Central line help

Specialties PICU

Published

I am new to PICU, I have a couple questions about CVC/PICC lines. We mostly use double lumen PICCs or triple lumen CVC. In the double lumen PICC I commonly see epi and maintenance in one lumen, fentanyl, versed, and vec in the other. In this case if I need to draw labs and this is my only access what is the process as far as which lumen and which meds do I pause? Also, can someone explain to me how I have things running at a fast rate but I'm not bolusing my meds in the same lumen and/or the other lumen? And let's say I have something I need to give like Zantac do I put it on the quad fuse with my sedation? My guess is I never want to mess with my pressor med, but I need some clarification. Any other info would be great. Thank you!!

Specializes in NICU, PICU, PCVICU and peds oncology.

Good questions. If you only have 2 lumens and you MUST draw labs from that line, you would be pausing your sedation/paralytic and using that lumen. The trick is to adequately flush the lumen with saline so that when you pull off your specimen it isn't "contaminated" with dextrose. You'd have to do this slowly over at least a minute so you don't dilute down your epi. Although the lumens exit on opposite sides of the line, they do infuse into the same vicinity. This can be tricky.
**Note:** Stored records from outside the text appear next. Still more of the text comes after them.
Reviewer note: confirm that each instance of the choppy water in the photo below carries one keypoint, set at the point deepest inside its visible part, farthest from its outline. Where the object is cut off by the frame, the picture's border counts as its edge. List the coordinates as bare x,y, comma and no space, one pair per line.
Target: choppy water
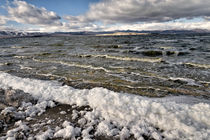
151,65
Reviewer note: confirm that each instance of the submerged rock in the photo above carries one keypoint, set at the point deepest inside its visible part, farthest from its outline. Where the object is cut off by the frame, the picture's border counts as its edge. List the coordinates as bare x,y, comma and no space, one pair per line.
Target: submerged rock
152,53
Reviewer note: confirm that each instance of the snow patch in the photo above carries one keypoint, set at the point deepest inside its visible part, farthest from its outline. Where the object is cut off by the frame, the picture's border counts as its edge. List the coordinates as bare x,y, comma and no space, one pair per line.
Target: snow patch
181,117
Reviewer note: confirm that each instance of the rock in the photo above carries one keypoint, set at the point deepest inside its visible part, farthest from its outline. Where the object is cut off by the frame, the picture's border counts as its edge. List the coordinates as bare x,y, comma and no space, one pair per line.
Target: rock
152,53
16,97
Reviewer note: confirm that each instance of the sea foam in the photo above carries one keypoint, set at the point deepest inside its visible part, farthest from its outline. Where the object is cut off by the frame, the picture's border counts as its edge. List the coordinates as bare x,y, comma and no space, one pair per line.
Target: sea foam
180,117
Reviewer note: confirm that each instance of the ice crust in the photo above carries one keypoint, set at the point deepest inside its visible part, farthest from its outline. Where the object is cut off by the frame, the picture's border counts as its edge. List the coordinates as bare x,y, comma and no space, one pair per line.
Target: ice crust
180,117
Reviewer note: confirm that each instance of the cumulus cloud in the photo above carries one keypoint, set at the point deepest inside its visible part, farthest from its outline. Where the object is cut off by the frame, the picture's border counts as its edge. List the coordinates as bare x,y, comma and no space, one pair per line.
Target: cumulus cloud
23,12
3,20
161,26
129,11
Of course, if you're weaning your pressors you may not see much of an effect one way or the other. As for bolusing, as long as your other infusion rates in the same lumen are not changing, drug delivery isn't being changed either. You titrate to effect, right? On the other hand, if you were to give a bolus of anything into the same lumen as your epi, you'd see a bolus effect from it initially, then a bit of a lag, because you'll have pushed the epi in that portion of the line through and the infusion won't have caught up. Intermittent meds should only be given in the other lumen(s); if compatibility is an issue, it may be necessary to bolus whatever isn't compatible with your required intermittent med (antibiotics, diuretics, anticonvulsants for example) to get you over the hump. And naturally you'd want to give those intermittent meds as quickly as their monograph allows to minimize the time the patient isn't getting the offending infusion. Your example of Zantac is a good one. Many places (used to) include it right in the TPN basic solution and it's completely compatible with TPN, so you could just pop it into the burette...

Thank you that definitely helped!

Specializes in NICU, PICU, PCVICU and peds oncology.

Glad to help! A lot of our transplant and cardiac kiddos will have a long-term CVL placed and we're always really annoyed when they bounce back to the ICU with their single-lumen piddly little excuse for access. I remember one little girl years ago - I admitted her from the cath lab - she was on ECMO alert and was a notorious hard stick. The cardiologist didn't think to rewire one of the catheters to a CVL so I get her and she's only got a single-lumen, small bore Broviac. The attending barked out a bunch of orders... VBG, cultures, antibiotics, packed cells... oh and we're keeping her intubated... as the child is trying to stand on her head. "And which of those interventions would you like me to do first THROUGH MY SINGLE POINT OF ACCESS????" Many challenges, eh?